15.In Permanent Secretary Office of the President Ministry of Internal Security & Another ex parte Nassir Mwadhihi  eKLR,the High Court further stated as follows: -
33.It therefore follows from the foregoing discourse that the rules applicable to normal execution proceedings by way of committal to civil jail are not necessarily applicable to enforcement of an order of the Court arising from an order of mandamus by way of committal. It must be remembered that an application for an order of mandamus seeking an order compelling the Government to satisfy a decree is a very elaborate procedure. Before the Court issues such an order, there must be proof that the provisions of the Government Proceedings Act have been complied with respect to issuance of certificate of costs and certificate of order against the Government. After the issuance of the aforesaid documents, just like in any application for mandamus, there must be a demand for payment made by or on behalf of the decree holder to the relevant department seeking payment since in an application for an order of mandamus, the law as a general rule requires a demand by the applicant for action and refusal as a prerequisite to the granting of an order, though there are exceptions to the rule. See The District Commissioner Kiambu v R and Others Ex Parte Ethan Njau Civil Appeal No. 2 of 1960  EA 109; R vs The Brecknock And Abergavenny Canal Co. 111 ER and R v The Bristol and Exeter Railway Co 114 ER 859.
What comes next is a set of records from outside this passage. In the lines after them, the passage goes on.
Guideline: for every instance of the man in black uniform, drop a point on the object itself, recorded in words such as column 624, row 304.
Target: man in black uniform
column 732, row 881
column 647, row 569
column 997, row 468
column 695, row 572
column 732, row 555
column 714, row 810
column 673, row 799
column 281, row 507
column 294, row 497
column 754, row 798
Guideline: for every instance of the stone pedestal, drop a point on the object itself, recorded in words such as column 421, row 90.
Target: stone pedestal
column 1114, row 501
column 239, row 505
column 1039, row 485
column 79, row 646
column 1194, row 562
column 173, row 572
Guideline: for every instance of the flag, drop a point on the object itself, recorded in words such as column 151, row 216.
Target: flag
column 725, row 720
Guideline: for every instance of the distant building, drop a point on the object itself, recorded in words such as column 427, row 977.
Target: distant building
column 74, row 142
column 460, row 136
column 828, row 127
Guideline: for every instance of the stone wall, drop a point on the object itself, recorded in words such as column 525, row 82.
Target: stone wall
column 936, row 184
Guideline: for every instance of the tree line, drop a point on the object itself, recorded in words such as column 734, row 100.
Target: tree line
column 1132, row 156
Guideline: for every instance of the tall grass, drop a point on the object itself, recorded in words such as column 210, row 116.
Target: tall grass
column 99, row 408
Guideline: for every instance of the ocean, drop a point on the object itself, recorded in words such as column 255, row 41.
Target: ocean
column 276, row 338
34.The said elaborate procedure is further meant to give adequate notice to the Government to make arrangement to satisfy the decree. The procedure, in my view is not meant to relieve the Government from meeting its statutory obligations to satisfy decrees and orders of the Court……...
16.This Court need not re-emphasize the need for strict compliance with Section 21 of the Act which in any event is the law of the land.
17.In this matter, the Court gathers from the record that a Decree and a Certificate of Costs in the civil suit were drawn and issued. The Court did not set its legal eyes on any Certificate of Order.
18.There is a specific procedure on how the Certificate of Order required under the Act is obtained. The procedure is contained in Order 29 of the Civil Procedure Rules. Under Rule 3 thereof, the application is made to the Deputy Registrar in the High Court or to the Court in the subordinate Court. The format of the Certificate of Order is provided in Appendix A Form No. 22 of the Civil Procedure Rules. Form No. 23 provides the format for a Certificate of Costs in the event it is separately issued.
19.Once a party obtains the Certificate of Order and the Certificate of Costs, in the event the Certificate of Costs is obtained separately, together with the Decree, then such a party must satisfy the Court of service of those documents upon the party named in the Certificates. In this case there is neither evidence of issuance of the Certificates nor service thereof on the Respondents or their Advocates.
20.This Court, therefore, finds no difficulty in finding that the Ex-parte Applicant did not fully comply with the legal requirements for an order of mandamus to issue. The application is premature and cannot stand.
21.The upshot is that the Notice of Motion dated 6th June, 2022 is hereby struck out with no order on costs.